“Jumbo Frames” is the common name for the use of non default sized Ethernet frames. The only size that is accepted by all Ethernet network cards, switches, routers and operating systems is 1518 bytes. (Devices that supports 802.1Q VLAN tagging can extend this by 4 bytes up to 1522).
So how large is a Jumbo Frame then? Surprisingly that is not really possible to tell. Since “Jumbo Frames” is not yet a standard there is actually no defined maximum size for a so called Jumbo Frame, however a common accepted MTU (Maximum Transmission Unit) value is 9000 bytes. MTU is the amount of data possible inside a frame after the Ethernet overhead. The MTU value of 9000 is six times larger than default Ethernet. To be able to use Jumbo frames all involved devices must support this, for example in a VMware environment: the VMkernel port, the vSwitch, the physical switches and the remote side, e.g. an iSCSI target SAN. This is very critical and note that many physical switches with support for Jumbo Frames still has the default setting of Jumbo Frames disabled. See this how the verify end-to-end Jumbo Frames support.

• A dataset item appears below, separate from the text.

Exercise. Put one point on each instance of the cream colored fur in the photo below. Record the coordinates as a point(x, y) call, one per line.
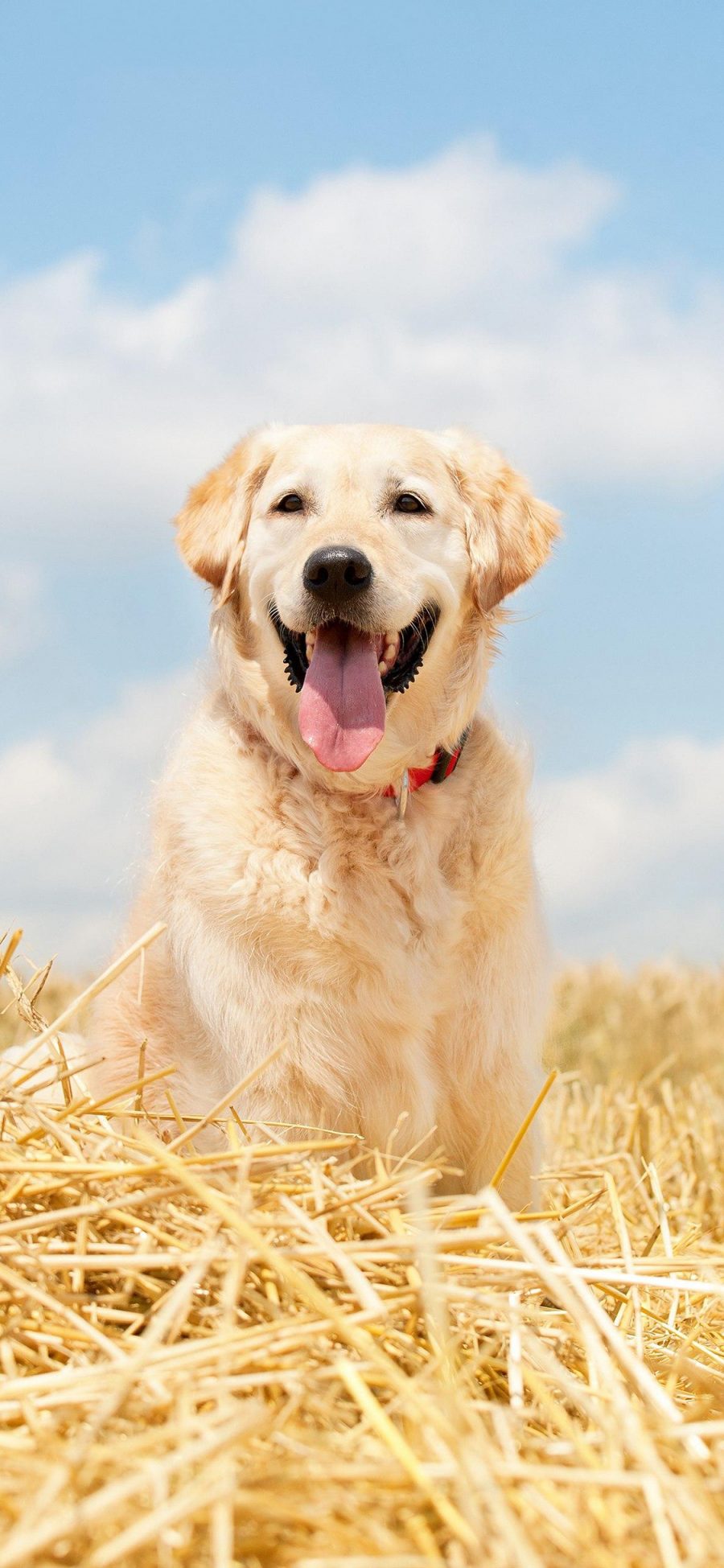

(Even on VMware ESX/ESXi it must be activated. See this post on how to enable Jumbo Frames on ESXi 4.1.)
In a later article I will cover Jumbo Frames in more detail, but here I will look at one concern I sometimes see and that is what will happen if we have some end devices on a VLAN that supports Jumbo Frames and others that don’t. A common misunderstanding is that this will not work at all.
For example: assume we have an ESXi host which uses iSCSI for accessing perhaps two iSCSI targets on the same VLAN, and only one of them supports Jumbo Frames. See an example on the picture on the top. The physical switch and ESXi has been configured to accept Jumbo Frames on the iSCSI VLAN, but how does ESXi know when to send the larger frames and when not to?
The answer is within the setup of the TCP session. When doing the classic three way TCP handshake both side will inform the other of the largest acceptable MSS, Maximum Segment Size. The MSS is how much data that could be carried inside each frame, after the overhead for Ethernet (18 bytes), IP (20 bytes) and TCP (20 bytes). Typically this will give a MSS of 1460 bytes for standard Ethernet and 8960 bytes for Jumbo frames.
If the two sides reports different MSS the smallest value will automatically be selected. This will make the ESXi host aware per TCP session when to use Jumbo Frames and when to use default Ethernet frames sizes, without any need for separated VLANs or other configuration.
Above is a default TCP handshake on ordinary Ethernet, displayed with Wireshark. Note that both sides reports the same 1460 byte MSS. (Click the picture for a larger view.)
And finally an example of two sides reporting different MSS values. Without even having to confirm this to each other both TCP stacks knows it has to use 1460 bytes as Maximum Segment Size. One of many great features of TCP.
However, depending on the exact workings of your switches, the traffic stream with normal frame size could get a lot less bandwidth, so it will still of course be advantageous if all devices uses the same frame size. It is also very recommended in various RFCs for IP to keep the MTU size equal on the same network, but it would still work due to the TCP MSS negotiation.